2. The nanoparticle as recited in claim 1, wherein the weight percentage of sulfur is between approximately 0.1% and approximately 7% and the silver nanoparticle core has a diameter of between approximately 3 nanometers (nm) and approximately 350 nm.

4. A method of producing nanoparticles comprising:

A. making or obtaining a solution of silver nitrate (AgNO3);

B. making or obtaining a solution of a nucleating agent; and

C. combining the solution of silver nitrate and the solution of the nucleating agent to form a suspension of silver nanoparticles.

5. The method of claim 4, further comprising:

A. making or obtaining a solution of sodium nitrate (NaNO3);

B. adding a sulfidation agent to the solution of sodium nitrate to form a sulfide solution; and

C. combining the suspension of silver nanoparticles and the sulfide solution to form a suspension of sulfidated silver nanoparticles (Ag/Ag2S) having a core-shell structure.

6. The method of claim 5, further comprising:

centrifuging the suspension of sulfidated silver nanoparticles;

decanting the supernatant; and

freeze drying the particles.

7. The method of claim 4, wherein:

A. the nucleating agent (Component B) is selected from the group consisting of sodium borohydride, hydrazine, D-glucose, hyaluronic acid, and combinations thereof;

B. a stabilizer (Component C) may be used by selecting from the group consisting of Polyvinylpyrrolidone (PVP), sodium citrate dihydrate, and combinations thereof; and

C. the solution of silver nitrate (Component A) and the solution of the nucleating agent (Component B) have a concentration from approximately 1 millimolar (mM) to approximately 300 mM;

D. the nucleating agent is sodium borohydride;

E. the solution of silver nitrate and the solution of the nucleating agent have approximately the same concentration;

F. the sulfidation agent (Component B) is selected from the group consisting of sodium sulfide, sodium thiosulfate, thiocarbamide, thioacetamide, and combinations thereof; and

G. the solution of sodium nitrate (Component A) and the sulfidation agent (Component B) have a concentration from approximately 10−1 M to approximately 10−5 M; and

H. the solution of sodium nitrate has a concentration approximately ten times the concentration of the solution of the sulfidation agent.

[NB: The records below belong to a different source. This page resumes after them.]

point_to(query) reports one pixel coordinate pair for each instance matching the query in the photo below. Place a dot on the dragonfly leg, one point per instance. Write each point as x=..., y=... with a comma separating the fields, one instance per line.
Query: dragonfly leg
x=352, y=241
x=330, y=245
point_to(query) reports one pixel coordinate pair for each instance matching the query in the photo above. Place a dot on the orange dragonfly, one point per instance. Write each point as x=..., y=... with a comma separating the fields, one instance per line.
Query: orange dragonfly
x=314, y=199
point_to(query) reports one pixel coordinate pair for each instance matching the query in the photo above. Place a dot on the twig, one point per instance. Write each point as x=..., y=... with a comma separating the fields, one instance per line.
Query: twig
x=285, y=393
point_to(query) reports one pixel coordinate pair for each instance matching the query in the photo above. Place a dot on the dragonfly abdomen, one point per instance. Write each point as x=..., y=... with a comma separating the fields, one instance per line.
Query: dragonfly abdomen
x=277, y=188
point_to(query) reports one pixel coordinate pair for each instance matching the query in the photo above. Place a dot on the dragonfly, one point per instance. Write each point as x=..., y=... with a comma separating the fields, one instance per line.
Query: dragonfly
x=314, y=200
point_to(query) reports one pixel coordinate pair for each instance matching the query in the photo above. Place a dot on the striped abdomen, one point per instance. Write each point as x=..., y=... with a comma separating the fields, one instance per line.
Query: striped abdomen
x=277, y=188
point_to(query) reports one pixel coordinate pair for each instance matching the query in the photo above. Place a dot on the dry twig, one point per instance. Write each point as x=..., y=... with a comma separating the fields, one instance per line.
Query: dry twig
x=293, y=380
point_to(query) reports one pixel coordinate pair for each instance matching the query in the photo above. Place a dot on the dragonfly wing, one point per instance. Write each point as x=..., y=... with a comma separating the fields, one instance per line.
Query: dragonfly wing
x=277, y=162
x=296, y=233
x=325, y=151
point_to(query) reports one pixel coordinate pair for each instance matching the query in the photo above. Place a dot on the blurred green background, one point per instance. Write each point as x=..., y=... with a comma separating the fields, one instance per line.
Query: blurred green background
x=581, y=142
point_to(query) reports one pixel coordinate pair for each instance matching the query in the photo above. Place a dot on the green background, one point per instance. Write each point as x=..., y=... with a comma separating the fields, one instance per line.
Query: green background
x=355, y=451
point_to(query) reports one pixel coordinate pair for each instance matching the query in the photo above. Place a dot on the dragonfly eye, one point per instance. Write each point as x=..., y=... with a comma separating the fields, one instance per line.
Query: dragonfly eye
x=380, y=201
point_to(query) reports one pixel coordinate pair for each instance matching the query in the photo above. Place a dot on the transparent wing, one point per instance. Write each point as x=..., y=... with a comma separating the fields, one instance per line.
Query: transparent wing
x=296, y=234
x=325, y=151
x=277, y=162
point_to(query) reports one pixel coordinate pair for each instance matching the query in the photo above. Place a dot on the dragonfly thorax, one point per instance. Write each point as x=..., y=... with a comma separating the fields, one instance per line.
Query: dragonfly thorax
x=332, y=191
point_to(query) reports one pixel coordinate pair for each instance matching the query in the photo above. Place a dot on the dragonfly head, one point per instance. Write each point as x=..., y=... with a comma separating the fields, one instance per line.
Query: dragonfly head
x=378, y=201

8. A method of producing nanoparticles comprising:

A. making or obtaining a solution of silver nitrate (AgNO3);

B. making or obtaining a solution of D-glucose as a nucleating agent;

C. combining the solution of silver nitrate and the solution of the nucleating agent to form a suspension of silver nanoparticles;

D. making or obtaining a solution of sodium nitrate (NaNO3);

E. adding a solution of sodium sulfide to the solution of sodium nitrate to form a sulfide solution; and

F. combining the suspension of silver nanoparticles and the sulfide solution to form a suspension of sulfidated silver nanoparticles (Ag/Ag2S) having a core-shell structure

9. The method of claim 8 Component F, wherein:

A. a stabilizer may be used by selecting from the group consisting of Polyvinylpyrrolidone (PVP), sodium citrate dihydrate, and combinations thereof;

B. the solution of silver nitrate (Component A) has a concentration of approximately 1 millimolar (mM);

C. the solution of D-glucose (Component B) has a concentration of approximately 1 mM;

D. the solution of sodium nitrate (Component D) has a concentration of approximately 10−2 M; and

E. the solution of sodium sulfide (Component E) has a concentration of approximately 10−3 M.